I miss being the rabbit holding the BIG PENCIL. Now that I am retired, I am no longer on the clock… no longer subject to careful time management. My pocket watch is broken and lying in a box somewhere in my library. I live now in non-consecutive time periods of sleep and illness and writing and playing with dolls. I have entered a second childhood now. Not really a simple one because of diabetes and arthritis and COPD and psoriasis and all the other wonderful things that old age makes possible. But a childhood free of school politics and mandates from the school board and from the State. A childhood where I can once again dream and imagine and create and play. That’s what this post is if you haven’t already figured it out. I am playing with words and ideas. They are my toys. Toys like this one;

This, of course, is Tim, the turtleboy of irony, holding his magic flatiron that he uses for ironing out irony. He is flattening it out now with a cartoony Paffooney and wickedly waggled words. Ironically, I have often taught students to write just like this, making connections between words and pictures and ideas through free association and fast-writing. Have you learned anything from today’s retired-teacher post? If you did, it is ironic, because you were never meant to from the start.














During my middle-school teaching years I also bought and read copies of The Prince and the Pauper, Roughing It, and Life on the Mississippi.

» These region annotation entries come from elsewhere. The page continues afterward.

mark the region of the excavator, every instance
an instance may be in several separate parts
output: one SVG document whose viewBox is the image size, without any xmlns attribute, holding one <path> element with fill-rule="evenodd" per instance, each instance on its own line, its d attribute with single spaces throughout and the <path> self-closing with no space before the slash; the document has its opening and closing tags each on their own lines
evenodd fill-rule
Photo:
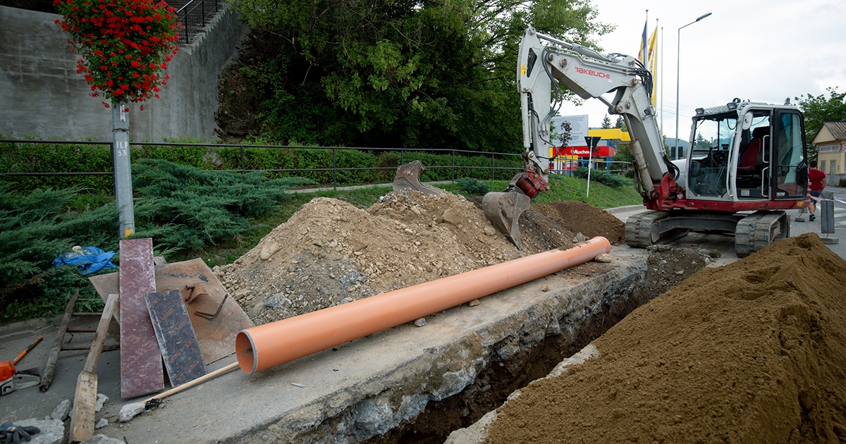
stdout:
<svg viewBox="0 0 846 444">
<path fill-rule="evenodd" d="M 808 165 L 803 116 L 794 106 L 734 99 L 697 108 L 684 158 L 670 161 L 650 100 L 652 78 L 636 58 L 602 54 L 528 28 L 517 62 L 525 171 L 486 195 L 491 222 L 520 247 L 519 215 L 549 188 L 550 122 L 562 85 L 622 116 L 632 138 L 634 185 L 647 211 L 626 222 L 626 243 L 645 248 L 688 233 L 734 235 L 738 256 L 789 237 L 786 210 L 805 207 Z M 613 93 L 610 101 L 603 95 Z M 548 164 L 548 162 L 546 162 Z"/>
</svg>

I would later use a selection from Roughing It as part of a thematic unit on Mark Twain where I used Will Vinton’s glorious claymation movie, The Adventures of Mark Twain as a way to painlessly introduce my kids to the notion that Mark Twain was funny and complex and wise.











Telling Teacher Stories
Here’s a secret that is only a secret if you are one of the well-over-six-billion people that don’t know I exist; I loved being a public school teacher. I taught for 31 years. 24 years of that was in middle school. I taught more than 1000 different seventh graders. And I loved it.

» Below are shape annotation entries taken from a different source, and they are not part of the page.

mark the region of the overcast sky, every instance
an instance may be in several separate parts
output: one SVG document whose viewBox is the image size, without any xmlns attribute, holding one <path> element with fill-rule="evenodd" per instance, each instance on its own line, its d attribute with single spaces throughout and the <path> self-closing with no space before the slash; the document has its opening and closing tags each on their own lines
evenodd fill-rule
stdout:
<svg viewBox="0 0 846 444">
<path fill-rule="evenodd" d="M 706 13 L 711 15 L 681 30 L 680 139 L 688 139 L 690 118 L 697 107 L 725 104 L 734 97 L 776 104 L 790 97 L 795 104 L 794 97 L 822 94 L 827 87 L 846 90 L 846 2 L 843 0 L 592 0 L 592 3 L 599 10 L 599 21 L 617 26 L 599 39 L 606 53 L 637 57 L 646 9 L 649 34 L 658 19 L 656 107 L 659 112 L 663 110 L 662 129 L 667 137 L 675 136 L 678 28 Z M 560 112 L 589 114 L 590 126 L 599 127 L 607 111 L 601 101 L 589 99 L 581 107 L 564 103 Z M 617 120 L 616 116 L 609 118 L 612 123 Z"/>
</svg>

Please don’t reveal this secret to any mental health professionals. I like my freedom. And I am really not dangerous even after teaching that many seventh graders. I promise.

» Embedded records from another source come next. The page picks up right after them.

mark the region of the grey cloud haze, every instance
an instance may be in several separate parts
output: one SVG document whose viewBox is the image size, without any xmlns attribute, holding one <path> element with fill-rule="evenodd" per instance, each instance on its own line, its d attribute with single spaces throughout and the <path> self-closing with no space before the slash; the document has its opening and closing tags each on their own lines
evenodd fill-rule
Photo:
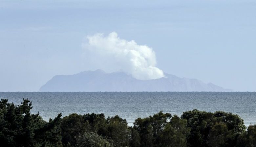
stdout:
<svg viewBox="0 0 256 147">
<path fill-rule="evenodd" d="M 140 80 L 156 79 L 164 76 L 156 67 L 156 54 L 146 45 L 139 45 L 134 40 L 121 39 L 115 32 L 106 36 L 96 34 L 87 37 L 83 44 L 86 57 L 93 62 L 95 68 L 110 72 L 121 70 Z"/>
</svg>

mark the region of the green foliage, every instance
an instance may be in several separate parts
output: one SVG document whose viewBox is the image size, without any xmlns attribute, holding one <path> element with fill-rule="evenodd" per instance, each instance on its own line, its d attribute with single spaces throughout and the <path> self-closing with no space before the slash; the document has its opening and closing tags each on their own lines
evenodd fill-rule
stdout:
<svg viewBox="0 0 256 147">
<path fill-rule="evenodd" d="M 191 129 L 187 139 L 189 146 L 212 146 L 212 141 L 217 140 L 223 142 L 216 143 L 215 146 L 234 146 L 238 135 L 246 128 L 244 121 L 231 113 L 194 109 L 183 112 L 181 118 L 187 120 Z"/>
<path fill-rule="evenodd" d="M 75 137 L 77 147 L 112 147 L 113 141 L 100 136 L 93 132 L 86 132 L 78 137 Z"/>
<path fill-rule="evenodd" d="M 195 109 L 181 118 L 160 111 L 129 126 L 117 115 L 76 113 L 48 122 L 31 114 L 31 102 L 0 101 L 1 147 L 253 147 L 256 124 L 246 131 L 237 115 Z"/>
<path fill-rule="evenodd" d="M 186 146 L 186 137 L 189 131 L 186 124 L 185 120 L 176 115 L 172 118 L 170 114 L 161 111 L 153 116 L 135 120 L 133 131 L 137 130 L 139 137 L 132 138 L 139 142 L 135 146 Z"/>
<path fill-rule="evenodd" d="M 2 146 L 61 146 L 59 126 L 61 114 L 49 122 L 39 114 L 31 114 L 32 103 L 24 99 L 16 105 L 6 99 L 0 102 L 0 142 Z"/>
</svg>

But it has left me with a compulsion. I confess it is the reason I write humorous young adult novels and why I continue to write this blog. I have to tell teacher stories or I will surely explode.
I have to tell you not only about the normal kids I taught, but the super-brainy mega-nerds I taught, the relatively stupid kids I taught, the honor students, the autistic kids, the kids who loved to sleep in class, the classroom clowns that tried to keep them awake, the kids who loved my class, the kids who hated my class, the times I was a really stupid teacher, the times I achieved some real milestones for some wonderful kids, the kids I still love to this day, the kids I tried really hard to love, but…. (well, some kids not even a mother could love), the drug dealers I had to protect my class from, the kids who talked to me about suicide and abuse and horrible things that still make me cry, the kids I lost along the way, and, well, the list goes on and on but this is an epic run-on sentence and the English teacher inside me is screaming at the moment.
You get the idea. Like most writers… real writers, not hacks and wannabees, I write because I have to. I don’t have a choice. No matter what it costs me. And what do I have to talk about in writing except being a school teacher and the almost infinite lessons that experience taught me?
I loved being the rabbit holding the big pencil in the front of the classroom. And that metaphor means, as crazy as it sounds, I loved being a teacher.